「美(うま)し地(くに) みやうち」 [詩吟]
スライド構成吟
「美(うま)し地(くに) みやうち」
作・構成 南陽宮内岳鷹会
ナレーター 菅野 正山
「東方(ひんがしのかた)に美(うま)し地(くに)有り。青山(あおやま)四周(よもにめぐ)れり。・・・けだし六合(くに)の中心(もなか)か」(『日本書紀』)
古来置賜盆地は奈良の大和盆地に比べられてきました。日当たりのいい盆地の北に位置する宮内は、大鷹山を背に熊野の森に懐かれた盆地の特等席、しかも風水でいう四神相応の条件を備えており、周辺には縄文の昔から大きなむらが形づくられ、以来五千年、豊かな歴史を積み重ねてきました。

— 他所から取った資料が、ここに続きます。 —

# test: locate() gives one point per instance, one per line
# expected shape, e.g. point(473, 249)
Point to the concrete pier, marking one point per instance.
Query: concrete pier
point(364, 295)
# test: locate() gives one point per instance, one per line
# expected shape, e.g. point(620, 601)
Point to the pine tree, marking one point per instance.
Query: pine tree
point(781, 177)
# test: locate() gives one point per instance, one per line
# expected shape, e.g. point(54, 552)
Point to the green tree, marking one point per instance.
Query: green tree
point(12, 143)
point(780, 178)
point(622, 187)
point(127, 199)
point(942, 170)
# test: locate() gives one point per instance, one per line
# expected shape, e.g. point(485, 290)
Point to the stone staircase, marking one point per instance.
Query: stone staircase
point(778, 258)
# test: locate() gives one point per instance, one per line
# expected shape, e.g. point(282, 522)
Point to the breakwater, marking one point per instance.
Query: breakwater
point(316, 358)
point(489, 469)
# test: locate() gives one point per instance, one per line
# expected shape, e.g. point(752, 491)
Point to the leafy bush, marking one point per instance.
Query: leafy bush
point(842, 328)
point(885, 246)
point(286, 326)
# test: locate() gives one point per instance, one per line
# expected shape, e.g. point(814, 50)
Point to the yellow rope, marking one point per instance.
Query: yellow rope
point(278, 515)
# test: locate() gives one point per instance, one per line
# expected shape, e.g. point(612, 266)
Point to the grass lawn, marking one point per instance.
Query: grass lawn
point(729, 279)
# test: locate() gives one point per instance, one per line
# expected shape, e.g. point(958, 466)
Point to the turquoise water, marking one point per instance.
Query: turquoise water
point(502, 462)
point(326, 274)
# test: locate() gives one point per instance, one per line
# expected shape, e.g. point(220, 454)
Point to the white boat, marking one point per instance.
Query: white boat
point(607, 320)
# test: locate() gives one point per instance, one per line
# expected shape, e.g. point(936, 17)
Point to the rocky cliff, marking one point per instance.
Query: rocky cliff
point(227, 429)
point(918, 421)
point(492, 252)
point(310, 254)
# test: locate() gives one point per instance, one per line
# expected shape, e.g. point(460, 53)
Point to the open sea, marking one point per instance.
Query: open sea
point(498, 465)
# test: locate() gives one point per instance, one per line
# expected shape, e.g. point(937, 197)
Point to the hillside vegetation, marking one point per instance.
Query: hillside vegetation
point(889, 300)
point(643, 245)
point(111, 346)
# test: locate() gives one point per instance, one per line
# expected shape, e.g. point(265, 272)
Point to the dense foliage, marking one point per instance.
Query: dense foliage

その要をなす日本三熊野の一つ熊野大社。昨年御再建千二百年祭を機に拝殿屋根の葺き替えが行われ、県の文化財にも指定されました。また、今から七年前には熊野大社に至る参道が、宮内熊野門前町景観整備事業によって生まれ変わりました。電柱、電線が姿を消し、見事な石の大鳥居が、道路両脇の門前町らしい街路灯と共に、白い石畳によく似合います。誰が言ったか「熊野石畳開運通り」。歩くだけで運が開ける通りです。この通りに立って宮内をたたえる歌を、男性会員で合吟します。
宮内讃歌 髙岡亮一 宮内岳鷹会男性会員
天広望熊森 天広やかにして熊森を望み
地康懐四神 地康らかにして四神を懐く
史悠千歳五 史悠かなり 千歳五つ
菊馥潤宮民 菊馥りて宮民を潤す
おくまんさまの裏手菖蒲沢から双松公園に上る途中に、二本の赤松が地上四メートルでつながったたいへん珍しい松があります。夫婦相生の松として「相生の松」あるいは「妹背の松」とよばれ双松公園の名の由来となりました。戦後間もなく、当時東大名誉教授であった植物学の権威本田正次博士が枯れ死寸前のこの松を見て驚かれ、博士自らすぐ県に連絡して天然記念物に指定されたといわれます。その後婦人会や地元の方々の献身的な手入れによって今の姿に回復したのでした。古来この松に願えば縁結びに効ありといわれ、いくつかの伝説が伝えられています。伝説と共に伝えられている歌を女性会員が全員で合吟します。
妹背の松 読み人知らず 宮内岳鷹会女性会員
結ばんと思ふえにしは我が里の妹背の松に祈れ諸ひと
置賜三十三観音の三十番札所長谷観音。現在の御堂は、幾多の興亡を経て今から百八十年前、上杉藩の鬼門守護祈願所として再建されました。今から四百七年前、東北の関が原とも言われる長谷堂の戦いで、直江軍が持ち帰った最上長谷堂の観音像が秘仏として祀られてあります。ここには佐々木信綱の歌碑や高浜虚子の句碑等、多くの碑があります。「置賜は国のまほろば」の歌碑はいちはやく昭和三十四年に建立されました。昭和二十三年春、結城哀草果が長井での講演の帰途、長井線の車中から見た置賜の美しさに感動してつくったといわれています。イザベラ・バードをして「東洋のアルカディア」と言わしめた置賜、そしてその要に位置するわが宮内、この地に暮らすことの幸せを思いつつ、哀草果の名歌「おいたまは」を、南陽宮内岳鷹会全員で合吟し、新たな一年に向けての旅立ちといたします。